Finding the explicit formula for the recursion $a_n = 2a_{n-1} + a_{n-2}$ with $a_0 = 1$ and $a_1 = 3$?

Question

I'm trying to find the explicit formula for the recursion $a_n = 2a_{n-1} + a_{n-2}$ with $a_0 = 1$ and $a_1 = 3$. I already found the generating function: $f(x) = \frac{1+x}{1-2x-x^2}$, and the characteristic polynomial: $x^2 - 2x + 1 = 0$, which has the roots $1+√2$ and $1-√2$. What is the explicit formula for this recursion, and how do I find it?

Answer 1

Since the characteristic function has roots $1+\sqrt{2}$ and $1-\sqrt{2}$, the formula for the general term is $$a_n = A(1+\sqrt{2})^n+B(1-\sqrt{2})^n$$ for some constants $A$ and $B$.

Using the initial conditions $a_0 = 1$ and $a_1 = 3$, you get $$1 = a_0 = A+B$$ $$3 = a_1 = (1+\sqrt{2})A+(1-\sqrt{2})B$$ You simply need to solve this system of equations for $A$ and $B$.

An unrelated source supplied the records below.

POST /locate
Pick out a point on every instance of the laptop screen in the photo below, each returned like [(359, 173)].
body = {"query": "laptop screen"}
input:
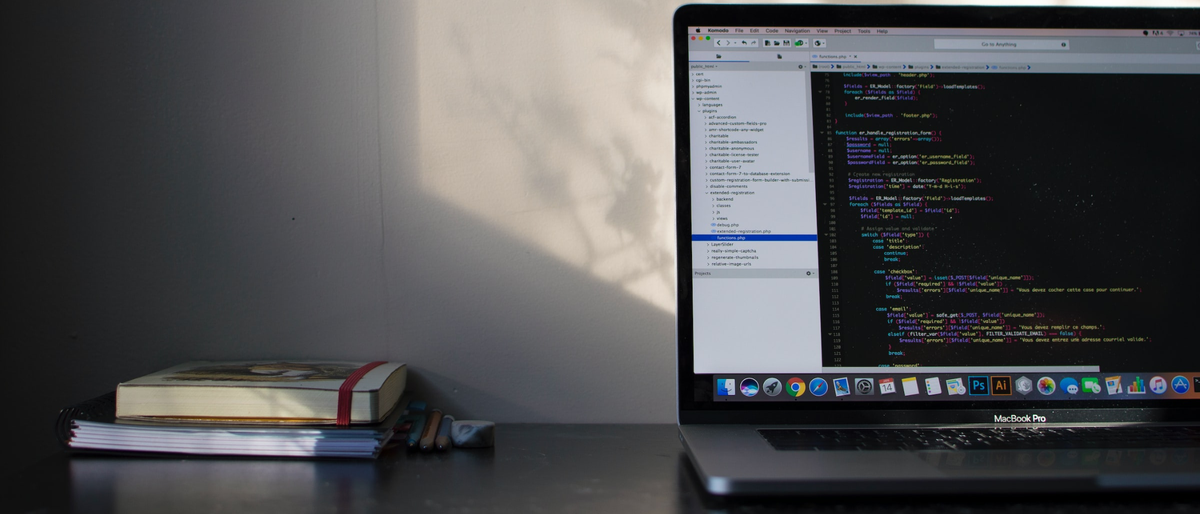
[(937, 215)]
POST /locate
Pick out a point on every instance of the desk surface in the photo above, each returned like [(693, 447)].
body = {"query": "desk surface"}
[(579, 468)]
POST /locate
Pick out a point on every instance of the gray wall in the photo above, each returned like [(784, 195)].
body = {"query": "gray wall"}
[(223, 180), (479, 189)]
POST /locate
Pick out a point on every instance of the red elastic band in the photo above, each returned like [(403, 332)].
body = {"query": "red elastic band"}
[(346, 393)]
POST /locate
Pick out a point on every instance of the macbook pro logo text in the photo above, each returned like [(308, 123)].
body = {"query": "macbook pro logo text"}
[(1019, 418)]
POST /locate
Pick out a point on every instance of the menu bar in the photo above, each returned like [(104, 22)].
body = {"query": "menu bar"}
[(930, 31)]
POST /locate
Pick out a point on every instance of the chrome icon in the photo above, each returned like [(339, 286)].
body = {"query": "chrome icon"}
[(795, 386)]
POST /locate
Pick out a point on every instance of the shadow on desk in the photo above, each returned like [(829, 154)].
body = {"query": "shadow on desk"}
[(575, 468)]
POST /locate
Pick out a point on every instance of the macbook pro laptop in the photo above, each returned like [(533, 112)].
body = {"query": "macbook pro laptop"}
[(939, 249)]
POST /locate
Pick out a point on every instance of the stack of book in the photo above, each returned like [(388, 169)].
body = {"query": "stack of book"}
[(261, 408)]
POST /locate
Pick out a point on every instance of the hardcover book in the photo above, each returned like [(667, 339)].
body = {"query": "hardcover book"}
[(264, 392)]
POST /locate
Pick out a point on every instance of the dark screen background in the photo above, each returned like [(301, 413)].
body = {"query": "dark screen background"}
[(1043, 181)]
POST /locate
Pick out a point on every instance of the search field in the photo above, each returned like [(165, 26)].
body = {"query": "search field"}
[(1001, 45)]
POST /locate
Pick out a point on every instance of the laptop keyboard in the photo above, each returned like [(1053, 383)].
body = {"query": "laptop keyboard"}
[(825, 440)]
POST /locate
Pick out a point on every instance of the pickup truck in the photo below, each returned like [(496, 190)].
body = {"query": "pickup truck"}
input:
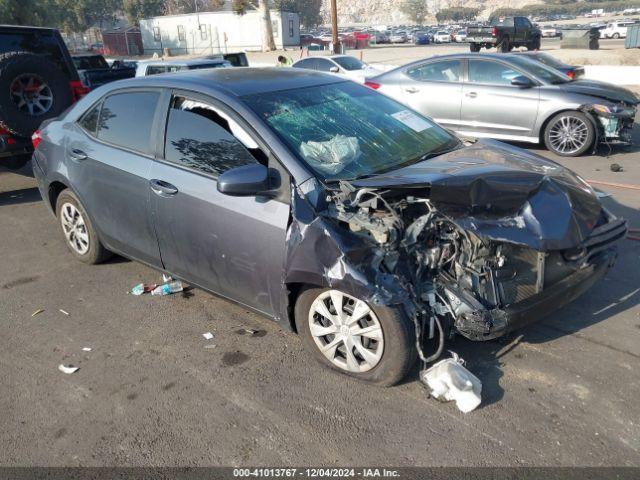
[(94, 70), (505, 33)]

In general, if the characteristic polynomial has distinct roots $r_1, r_2, \cdots, r_k$ each with multiplicity $1$, then the general term will be $a_n = C_1r_1^n+C_2r_2^n+\cdots+C_kr_k^n$.

If the roots $r_1,\ldots,r_n$ have multiplicities $m_1,\ldots,m_k$, then the formula is a bit more complicated: $a_n = p_1(n)r_1^n+\cdots+p_k(n)r_k^n$ where $p_i(n)$ is a polynomial with degree $\le m_i-1$.